What has happened with farm animals in Ukraine since the Russian invasion is broadly familiar from the mid-century context. Tens of thousands of cattle were killed in the first months of the war alone, whether by bombs, for food, or from starvation, and numbers decreased further in the subsequent months.26 Decaying animal carcasses pose a health and environmental risk. In some areas civilians have been killed, displaced, or drafted—meaning that farm work has had to adjust accordingly—and both infrastructure and farm machinery have been damaged. Fields in key areas are littered with mines and unexploded ordinance and thus are too dangerous to be used as pastureland or for planting. Even if some lands are usable and specific herds safe, costs of just about everything associated with agricultural production have risen. Transport and sale networks have also been disrupted, which means that agricultural supplies (including feed for the animals) cannot always reach their destinations, and foodstuffs produced on farms cannot always get to where they are supposed to go either. At any rate where the food products are needed has itself changed as millions of people have left the country since the start of the Russian invasion.

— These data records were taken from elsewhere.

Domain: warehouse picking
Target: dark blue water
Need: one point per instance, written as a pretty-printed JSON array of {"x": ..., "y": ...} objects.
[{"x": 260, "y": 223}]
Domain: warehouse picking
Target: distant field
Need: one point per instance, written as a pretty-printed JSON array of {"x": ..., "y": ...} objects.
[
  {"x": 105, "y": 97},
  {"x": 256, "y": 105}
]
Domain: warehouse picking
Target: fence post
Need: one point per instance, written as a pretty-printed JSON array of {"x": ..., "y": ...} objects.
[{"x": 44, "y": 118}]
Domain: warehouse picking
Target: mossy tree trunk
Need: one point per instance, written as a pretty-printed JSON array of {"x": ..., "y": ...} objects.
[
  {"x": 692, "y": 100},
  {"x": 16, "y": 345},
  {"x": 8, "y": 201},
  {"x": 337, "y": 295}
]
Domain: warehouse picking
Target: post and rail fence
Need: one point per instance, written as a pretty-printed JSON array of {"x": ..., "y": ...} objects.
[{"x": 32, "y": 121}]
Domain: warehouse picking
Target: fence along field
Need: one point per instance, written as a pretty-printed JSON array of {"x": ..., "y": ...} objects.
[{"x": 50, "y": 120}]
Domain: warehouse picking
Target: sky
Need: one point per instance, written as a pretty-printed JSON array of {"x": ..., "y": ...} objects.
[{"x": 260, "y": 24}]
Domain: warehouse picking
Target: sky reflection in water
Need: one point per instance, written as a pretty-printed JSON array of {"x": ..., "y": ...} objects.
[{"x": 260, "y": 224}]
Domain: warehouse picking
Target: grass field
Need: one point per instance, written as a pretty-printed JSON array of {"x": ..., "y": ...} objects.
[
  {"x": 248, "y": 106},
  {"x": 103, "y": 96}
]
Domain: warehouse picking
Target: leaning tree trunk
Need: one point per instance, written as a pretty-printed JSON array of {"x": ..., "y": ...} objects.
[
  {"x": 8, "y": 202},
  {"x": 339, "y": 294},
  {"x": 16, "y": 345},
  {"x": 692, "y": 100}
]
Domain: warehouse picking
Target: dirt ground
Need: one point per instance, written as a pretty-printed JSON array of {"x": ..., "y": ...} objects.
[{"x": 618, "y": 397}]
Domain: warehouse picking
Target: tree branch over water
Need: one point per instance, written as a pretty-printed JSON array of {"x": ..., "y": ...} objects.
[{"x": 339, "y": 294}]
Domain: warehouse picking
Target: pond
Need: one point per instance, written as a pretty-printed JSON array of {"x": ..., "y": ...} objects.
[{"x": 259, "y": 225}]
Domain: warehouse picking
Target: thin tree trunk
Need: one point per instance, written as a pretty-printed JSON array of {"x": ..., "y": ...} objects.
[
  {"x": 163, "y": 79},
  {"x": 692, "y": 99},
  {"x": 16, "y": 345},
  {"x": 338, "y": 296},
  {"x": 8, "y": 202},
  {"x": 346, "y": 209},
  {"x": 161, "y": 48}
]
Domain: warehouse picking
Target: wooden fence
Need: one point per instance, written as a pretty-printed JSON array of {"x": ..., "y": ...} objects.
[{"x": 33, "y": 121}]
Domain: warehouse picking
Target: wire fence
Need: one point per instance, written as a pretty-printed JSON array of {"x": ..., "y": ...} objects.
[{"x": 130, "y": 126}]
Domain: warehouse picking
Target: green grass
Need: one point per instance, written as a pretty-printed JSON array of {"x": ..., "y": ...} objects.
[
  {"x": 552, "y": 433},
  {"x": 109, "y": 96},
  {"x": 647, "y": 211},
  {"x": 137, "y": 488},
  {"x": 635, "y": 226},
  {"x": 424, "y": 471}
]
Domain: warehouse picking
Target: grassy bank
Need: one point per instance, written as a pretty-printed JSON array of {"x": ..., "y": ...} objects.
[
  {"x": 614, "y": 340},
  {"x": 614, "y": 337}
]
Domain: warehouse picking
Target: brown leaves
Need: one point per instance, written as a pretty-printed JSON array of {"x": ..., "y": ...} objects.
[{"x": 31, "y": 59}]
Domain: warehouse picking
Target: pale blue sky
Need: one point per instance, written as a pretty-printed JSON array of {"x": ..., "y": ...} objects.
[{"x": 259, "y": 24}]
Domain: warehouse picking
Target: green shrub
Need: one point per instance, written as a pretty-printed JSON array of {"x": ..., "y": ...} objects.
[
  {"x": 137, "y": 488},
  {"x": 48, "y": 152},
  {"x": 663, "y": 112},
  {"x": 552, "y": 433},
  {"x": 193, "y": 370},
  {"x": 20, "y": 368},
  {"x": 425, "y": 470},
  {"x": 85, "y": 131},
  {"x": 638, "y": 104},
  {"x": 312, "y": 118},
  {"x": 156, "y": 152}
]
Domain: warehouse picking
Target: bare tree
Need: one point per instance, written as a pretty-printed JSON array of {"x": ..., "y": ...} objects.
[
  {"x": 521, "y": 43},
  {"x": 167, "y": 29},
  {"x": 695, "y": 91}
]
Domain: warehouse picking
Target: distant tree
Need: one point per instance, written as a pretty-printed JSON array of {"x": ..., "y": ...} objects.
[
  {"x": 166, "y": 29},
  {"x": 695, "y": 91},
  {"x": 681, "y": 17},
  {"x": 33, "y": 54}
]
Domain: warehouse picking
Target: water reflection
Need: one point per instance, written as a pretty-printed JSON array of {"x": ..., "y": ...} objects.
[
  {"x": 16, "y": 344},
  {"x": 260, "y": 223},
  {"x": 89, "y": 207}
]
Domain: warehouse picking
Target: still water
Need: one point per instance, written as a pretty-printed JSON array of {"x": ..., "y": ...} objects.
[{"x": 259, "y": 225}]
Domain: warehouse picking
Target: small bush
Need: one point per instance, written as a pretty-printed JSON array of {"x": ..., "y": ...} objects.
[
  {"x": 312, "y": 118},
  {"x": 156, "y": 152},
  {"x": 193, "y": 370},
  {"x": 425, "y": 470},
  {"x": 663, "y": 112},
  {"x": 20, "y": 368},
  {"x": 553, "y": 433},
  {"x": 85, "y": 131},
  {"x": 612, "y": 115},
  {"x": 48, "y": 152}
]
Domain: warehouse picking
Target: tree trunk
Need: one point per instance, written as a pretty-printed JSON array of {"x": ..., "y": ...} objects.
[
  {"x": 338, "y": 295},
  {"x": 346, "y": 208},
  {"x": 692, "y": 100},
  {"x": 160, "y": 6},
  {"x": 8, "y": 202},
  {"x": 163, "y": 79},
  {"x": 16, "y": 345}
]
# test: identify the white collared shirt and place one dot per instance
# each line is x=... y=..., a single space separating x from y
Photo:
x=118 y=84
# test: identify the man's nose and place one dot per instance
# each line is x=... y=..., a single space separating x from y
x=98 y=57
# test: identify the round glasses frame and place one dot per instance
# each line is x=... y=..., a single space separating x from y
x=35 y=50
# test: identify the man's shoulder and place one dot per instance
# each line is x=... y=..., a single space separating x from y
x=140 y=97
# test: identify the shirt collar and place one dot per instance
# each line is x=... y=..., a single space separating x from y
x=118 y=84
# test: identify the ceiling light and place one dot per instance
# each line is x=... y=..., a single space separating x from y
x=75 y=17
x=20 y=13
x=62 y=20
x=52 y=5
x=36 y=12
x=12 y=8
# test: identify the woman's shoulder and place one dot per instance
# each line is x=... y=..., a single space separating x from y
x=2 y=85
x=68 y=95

In this context keeping dairy herds alive and maintaining the strength of the dairy industry has taken on symbolic importance and becomes part and parcel of resistance and survival; it has become part of waging war by different means.27 The Association of Milk Producers, a nongovernmental not-for-profit agency that represents dairy farmers across Ukraine, made the following rhetorically powerful statement on World Milk Day, June 1, 2024: “Milk is a global product, an indispensable element of healthy nutrition and a healthy lifestyle, of happy and healthy childhood, responsible food production and ensuring social stability of households and communities, and food security of countries [sic].”28 This expression of contemporary enthusiasm for milk brings us back to the mid-1940s and that era’s belief in dairy milk’s ability to nourish humans both literally and metaphorically. It also reminds us that our relationship with nonhuman animals is always meaningful and always open to interpretation. It is through those relationships that we reflect our identities, aspirations, and anxieties.